To help you interact sensitively and learn from other cultures, minimise impact on the environment, and at the same time enjoy more enriching, meaningful and fulfilling travel experiences, here are the top ten ethical travel trips from volunteer travel experts, Hands Up Holidays. Follow these tips, and you can be sure that you are well on your way to traveling responsibly.
- Give back in hands-on ways to local communities – find out about volunteering opportunities in a community you are visiting. You can make a positive impact in peoples’ lives or the environment in even three or four days of volunteering – you don’t even need specific skills – just plenty of enthusiasm!Ask your tour operator if a monetary donation is appropriate – in some cultures it is, whilst in others it is not. Perhaps your tour operator includes a donation in your trip price already and/or has a Charitable Foundation set up – ask them!

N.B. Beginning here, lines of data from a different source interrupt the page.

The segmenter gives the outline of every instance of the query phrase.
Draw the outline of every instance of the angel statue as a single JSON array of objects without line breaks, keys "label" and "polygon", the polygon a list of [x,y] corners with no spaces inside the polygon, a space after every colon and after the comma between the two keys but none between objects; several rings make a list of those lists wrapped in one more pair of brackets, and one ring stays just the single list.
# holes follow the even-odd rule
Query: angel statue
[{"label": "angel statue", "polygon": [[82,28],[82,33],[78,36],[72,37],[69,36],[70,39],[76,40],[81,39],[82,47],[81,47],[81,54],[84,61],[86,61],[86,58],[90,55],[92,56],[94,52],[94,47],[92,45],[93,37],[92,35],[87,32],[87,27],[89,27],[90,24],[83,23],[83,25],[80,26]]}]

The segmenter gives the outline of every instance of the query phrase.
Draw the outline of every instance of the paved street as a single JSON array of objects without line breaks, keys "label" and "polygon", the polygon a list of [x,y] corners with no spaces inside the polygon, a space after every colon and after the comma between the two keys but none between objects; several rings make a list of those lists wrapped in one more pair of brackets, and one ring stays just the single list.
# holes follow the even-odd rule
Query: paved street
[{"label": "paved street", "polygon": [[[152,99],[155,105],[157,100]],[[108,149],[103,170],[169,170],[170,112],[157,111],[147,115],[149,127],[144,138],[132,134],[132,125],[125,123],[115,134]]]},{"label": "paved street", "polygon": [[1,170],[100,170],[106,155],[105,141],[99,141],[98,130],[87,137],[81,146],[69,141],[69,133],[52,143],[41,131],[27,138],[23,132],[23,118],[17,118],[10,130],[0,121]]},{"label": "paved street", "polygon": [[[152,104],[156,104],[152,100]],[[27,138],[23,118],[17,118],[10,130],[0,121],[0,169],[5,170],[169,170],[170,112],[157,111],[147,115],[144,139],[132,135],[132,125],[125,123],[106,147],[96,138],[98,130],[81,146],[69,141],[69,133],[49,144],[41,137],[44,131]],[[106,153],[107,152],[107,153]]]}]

- Go green – Go carbon neutral for your flights: pay for trees to be planted to offset CO2 emissions. Use local public transport (a fantastic way to meet the locals), take trains for domestic travel and even within Europe or other continents; keep internal flights to a minimum. Walking and cycling should always be the favoured means of travel when appropriate. Some tour operators include this in your trip price.
- Support community based tourism initiatives – use local hotels and restaurants that retain money in the local community and provide local employment. Many of these initiatives directly benefit women (who are often marginalised in certain societies) and helps foster their entrepreneurial and creative talents. What’s more, tourism at this level can help communities earn valuable income that encourages them to protect resources such as wildlife. Travelling with a reputable tour operator that knows which community based tourism initiatives are best is usually the best option.

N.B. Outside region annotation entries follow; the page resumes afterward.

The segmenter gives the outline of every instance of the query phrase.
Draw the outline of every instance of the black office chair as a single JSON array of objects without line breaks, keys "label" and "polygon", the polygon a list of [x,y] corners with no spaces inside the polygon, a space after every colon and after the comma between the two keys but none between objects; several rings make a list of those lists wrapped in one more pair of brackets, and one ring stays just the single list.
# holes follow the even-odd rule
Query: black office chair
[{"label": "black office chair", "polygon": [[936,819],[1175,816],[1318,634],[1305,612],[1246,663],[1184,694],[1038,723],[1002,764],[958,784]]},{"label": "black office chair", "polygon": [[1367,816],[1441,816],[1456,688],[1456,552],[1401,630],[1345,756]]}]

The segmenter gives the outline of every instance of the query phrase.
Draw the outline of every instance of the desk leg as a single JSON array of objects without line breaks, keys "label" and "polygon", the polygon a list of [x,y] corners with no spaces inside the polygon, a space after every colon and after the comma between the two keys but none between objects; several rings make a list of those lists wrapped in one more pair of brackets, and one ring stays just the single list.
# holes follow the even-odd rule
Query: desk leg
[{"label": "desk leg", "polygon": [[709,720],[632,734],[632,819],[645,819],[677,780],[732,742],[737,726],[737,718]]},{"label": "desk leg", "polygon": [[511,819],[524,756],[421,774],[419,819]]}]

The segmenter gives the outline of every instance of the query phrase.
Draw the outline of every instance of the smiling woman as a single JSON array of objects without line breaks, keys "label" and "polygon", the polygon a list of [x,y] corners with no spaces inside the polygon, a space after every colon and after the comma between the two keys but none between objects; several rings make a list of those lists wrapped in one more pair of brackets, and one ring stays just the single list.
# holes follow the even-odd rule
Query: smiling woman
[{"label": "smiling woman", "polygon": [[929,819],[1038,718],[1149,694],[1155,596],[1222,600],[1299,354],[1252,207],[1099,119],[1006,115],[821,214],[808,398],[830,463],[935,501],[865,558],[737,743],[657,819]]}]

- Research history, etiquette, economy, and cultural norms – learn the basics of local language (guide books such as Lonely Planet, Rough Guide and Bradt Guide are particularly good for this). Respect the local cultures’ norms and taboos. Ask before taking photographs, as this is not permitted in some cultures, and if you say you will send photos, honour your word.
Phrases such as “Hello” “How are you?” “Yes” “No” “How much is…” “Good bye” “Thank you”, as well as numbers should be learnt at a minimum. If all else fails, you will be amazed how far a smile and your improvised sign language goes!
- Bargain fairly – and keep in mind that a 20% price saving from haggling is often only a couple of dollars to you, but can be a day’s work for the vendor. Never buy endangered species, ivory, or hard woods, and remember certain antiquities are restricted.
- Interact and listen! – have an open mind, and find out locals’ stories to gain a perspective on their life – enquire about their families, interests, even their hopes and dreams…break down barriers of cultural ignorance and misunderstanding…prepare to have your misconceptions shattered and your ideas about the world enlarged! Expect to be stared at, and expect their lives to be very different from your own, treat the people with whom you interact how you would like to be treated, and with a sense of humour and a smile.
- Carefully consider human rights in your destination – clearly not all countries are democracies, and some have terrible human rights records. This does not necessarily mean you should avoid travelling there, but perhaps you have to be even more vigilant in ensuring that the money you spend is retained in local communities as much as possible, and is not going to support a regime that perpetrates abuse on its inhabitants.
- Pick up litter – even if it is not your own. If the local people see you doing this, they may well feel inspired to help beautify their locality. Bring your own reusable bags with you for shopping in markets as plastic bags damage the environment: they can block drainage systems, and at sea, bird and marine life can get caught in them and die. Cows and other animals eat plastic bags and die a slow painful death.
- Don’t give sweets – as these rot teeth quickly where there is poor dental hygiene, and wherever possible give gifts to parents or NGO’s rather than to children. Appropriate gifts are often good quality clothing, pens, pencils, but check with your tour operator. Begging is a global phenomenon, and it robs the individuals of hope and a positive identity. The charities and NGO’s that your responsible tour operator supports are generally much better mediums for distributing any gifts you have.
- Use local guides – you can help provide local employment and income, as well as gain insights into their lives, as well as learn about history and culture from a local’s perspective. And if their spoken-English is not as good as yours, show patience.